At the opening of the meeting at Good Water, Mr. Wood laid aside the letter of June 22nd ’/48. This was a subject we were not to discuss. He then introduced, by way of compromise, as we understood it, certain articles to show that there were principles, or modes of expression, in relation to slavery, in which there was substantial agreement. To these articles, though not expressed in every particular as we could have wished, (and after some of them had been modified by oral explanations,) we gave our assent, for the sake of peace. We hoped it would put an end to agitation on a subject which had so long troubled us, and hindered us in our work. We took it for granted that the Committee had yielded certain important points, insisted on in the letter of June 22nd ’/48. This gladdened our hearts, and disposed us to meet Mr. Wood’s proposal in a spirit of concilliation and confidence. We are not skilled in diplomacy, and had no thought that we were assenting to articles which would be considered as covering the whole ground of the letter of June 22nd.
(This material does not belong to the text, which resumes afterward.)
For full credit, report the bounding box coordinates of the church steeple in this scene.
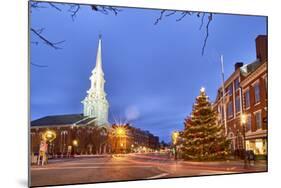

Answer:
[82,36,109,126]
[92,35,103,74]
The first intimation that we had been mistaken, was from a statement made by Mr. Wood, in New York, that the result of the meeting at Good Water “involved no change of views or action on the part of the Prudential Committee and Secretaries.”

In Mr. Wood’s report to the Pru. Com. which was read at Utica, the Good Water document was placed in such a relation on to other statements, as to make the impression that we had given our full and willing assent to the entire letter of June 22d. The Com. on that Report, of which Dr. Beman was chairman, say, “The great end aimed at by the Pru. Com. in their correspondence with these missions for several years; and by the Board at their last annual meeting; has been substantially accomplished.”

This is a result we had not anticipated. We can not consent to be thus made to sanction principles and sentiments which are contrary to our known, deliberate, and settled convictions of right, and to what we understand to be the teachings of the word of God. We are fully convinced that we can not go with the Committee and the Board, as to the manner in which as Ministers of the Gospel and Missionaries we are to deal with slavery. We believe the instructions of the Apostles, in relation to this subject, are a sufficient guide, and that if followed the best interests of society, as well as of the Church, will be secured.

We have no wish to give the Com. or the Board farther trouble on this subject. As there is no prospect that our views can be brought to harmonize, we must request that our relations to the A.B.C.F.M. may be dissolved in a way that will do the least harm to the Board, and to our Mission.

We have endeavored to seek Divine guidance in this difficult matter, and we desire to do that which shall be most for the glory of our Divine Master, and the best interests of his cause among this people. We regret the course we feel compelled to take, but we can see no other relief from our present embarassment. Fraternally and truly yours,

(Signed) C. Kingsbury C. C. Copeland
C. Byington O. P. Stark
E. Hotchkin

[51] That the Buchanan administration did endorse pro-slavery policy and actions requires no proof today. The findings of the Covode committee of investigation, 1860, are in themselves sufficient evidence, were other evidence lacking, of the intensely partisan and corrupt character of the Democratic régime just prior to the Civil War. Of the officials, having Indian concerns in charge, the Secretary of the Interior and the Commissioner of Indian Affairs are, for present purposes, alone important. Buchanan’s Secretary of the Interior was Jacob Thompson, who had formerly been a representative in Congress from Mississippi and had thrown all the weight of his influence in favor of the Lecompton constitution for Kansas [Rhodes, J. F. History of the United States, vol. ii, 277]. After his retirement from Buchanan’s cabinet, Thompson served as commissioner from Mississippi, working in North Carolina for the accomplishment of secession [Moore’s Rebellion Record, vol. i, 5]. A. B. Greenwood of Arkansas was Commissioner of Indian Affairs in Buchanan’s time. He also had been in Congress and, while there, had served on the House Committee of Investigation into Brooks’s attack upon Sumner. He formed with Howell Cobb of Georgia the minority element [Von Holst, vol. v, 324].

[52] Commissioner of Indian Affairs, Report, 1860, p. 129.

[53] Commissioner of Indian Affairs, Report, 1859, p. 172.

[54] Greenwood to Rector, March 14, 1860 [Indian Office, Letter Book, no. 63, p. 128]; Greenwood to Cowart, March 14, 1860 [ibid., 125].